One of the great things about container-based developments idefiningne isolation spaces where you have guaranteed resources such as CPU and memory. This is also extended on Kubernetes-based environments at the namespace level, so you can have different virtual environments that cannot exceed the usage of resources at a specified level.
A resource quota, defined by a ResourceQuota object, provides constraints that limit aggregate resource consumption per namespace. It can limit the quantity of objects that can be created in a namespace by type, as well as the total amount of compute resources that may be consumed by resources in that namespace.
You have several options to define the usage of these Resource Quotas but we will focus on this article on the main ones as follows:
limits.cpu: Across all pods in a non-terminal state, the sum of CPU limits cannot exceed this value.
limits.memory: Across all pods in a non-terminal state, the sum of memory limits cannot exceed this value.
requests.cpu: Across all pods in a non-terminal state, the sum of CPU requests cannot exceed this value.
requests.memory: Across all pods in a non-terminal state, the sum of memory requests cannot exceed this value.
So you can think that this is a great option to define a limit.cpu and limit.memory quota, so you make sure that you will not extend that amount of usage by any means. But you need to be careful about what this means, and to illustrate that I will use a sample.
I have a single workload with a single pod with the following resource limitation:
requests.cpu: 500m
limits.cpu: 1
requests.memory: 500Mi
limits.memory: 1 GB
Your application is a Java-based application that exposes a REST Service ant has configured a Horizontal Pod Autoscaler rule to scale when the amount of CPU exceeds its 50%.
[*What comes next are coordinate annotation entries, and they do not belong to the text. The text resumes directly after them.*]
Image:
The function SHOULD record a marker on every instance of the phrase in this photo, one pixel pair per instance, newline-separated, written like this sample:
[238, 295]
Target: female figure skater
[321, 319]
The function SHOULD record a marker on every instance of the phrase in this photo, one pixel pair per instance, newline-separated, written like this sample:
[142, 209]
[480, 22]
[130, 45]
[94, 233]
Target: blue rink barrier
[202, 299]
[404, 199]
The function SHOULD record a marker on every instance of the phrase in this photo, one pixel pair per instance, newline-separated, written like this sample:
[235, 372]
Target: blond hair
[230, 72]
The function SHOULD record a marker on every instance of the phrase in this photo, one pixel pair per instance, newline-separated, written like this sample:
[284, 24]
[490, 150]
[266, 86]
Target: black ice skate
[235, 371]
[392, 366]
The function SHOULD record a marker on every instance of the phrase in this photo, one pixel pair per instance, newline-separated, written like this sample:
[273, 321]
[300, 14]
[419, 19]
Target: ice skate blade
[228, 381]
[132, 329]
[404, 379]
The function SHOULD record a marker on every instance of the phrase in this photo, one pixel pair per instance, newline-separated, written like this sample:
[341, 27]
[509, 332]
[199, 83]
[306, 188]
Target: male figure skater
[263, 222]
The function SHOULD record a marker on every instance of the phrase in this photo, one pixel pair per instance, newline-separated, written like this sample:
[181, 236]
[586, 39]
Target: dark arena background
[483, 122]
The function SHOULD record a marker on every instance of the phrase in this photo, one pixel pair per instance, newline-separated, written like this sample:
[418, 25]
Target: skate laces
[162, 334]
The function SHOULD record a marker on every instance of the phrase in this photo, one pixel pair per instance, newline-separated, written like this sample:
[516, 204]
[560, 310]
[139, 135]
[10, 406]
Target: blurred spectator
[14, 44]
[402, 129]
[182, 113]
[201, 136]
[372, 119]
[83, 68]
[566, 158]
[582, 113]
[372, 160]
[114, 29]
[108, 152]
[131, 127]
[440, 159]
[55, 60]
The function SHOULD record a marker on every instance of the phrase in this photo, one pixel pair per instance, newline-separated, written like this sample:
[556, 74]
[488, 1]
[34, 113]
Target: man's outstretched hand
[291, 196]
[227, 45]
So, we start in the primary situation: with a single instance that requires to run 150 m of vCPU and 200 RAM, so a little bit less than 50% to avoid the autoscaler. But we have a Resource Quota about the limits of the pod (1 vCPU and 1 GB) so we have blocked that. We have more requests and we need to scale to two instances. To simplify the calculations, we will assume that we will use the same amount of resources for each of the instances, and we will continue that way until we reach 8 instances. So lets’ see how it changes the limits defined (the one that will limit the number of objects I can create in my namespace) and the actual amount of resources that I am using:
So, for resources used amount of 1.6 vCPU I have blocked 8 vCPU, and in case that was my Resource Limit, I cannot create more instances, even though I have 6.4 vCPU not used that I have allowed deploying because of this kind of limitation I cannot do it.
Yes, I am able to ensure the principle that I never will use more than 8 vCPU, but I’ve been blocked very early on that trend affecting the behavior and scalability of my workloads.
Because of that, you need to be very careful when you are defining these kinds of limits and making sure what you are trying to achieve because to solve one problem you can be generating another one.
I hope this can help you to prevent this issue for happening in your daily work or at least to keep it in mind when you are facing similar scenarios.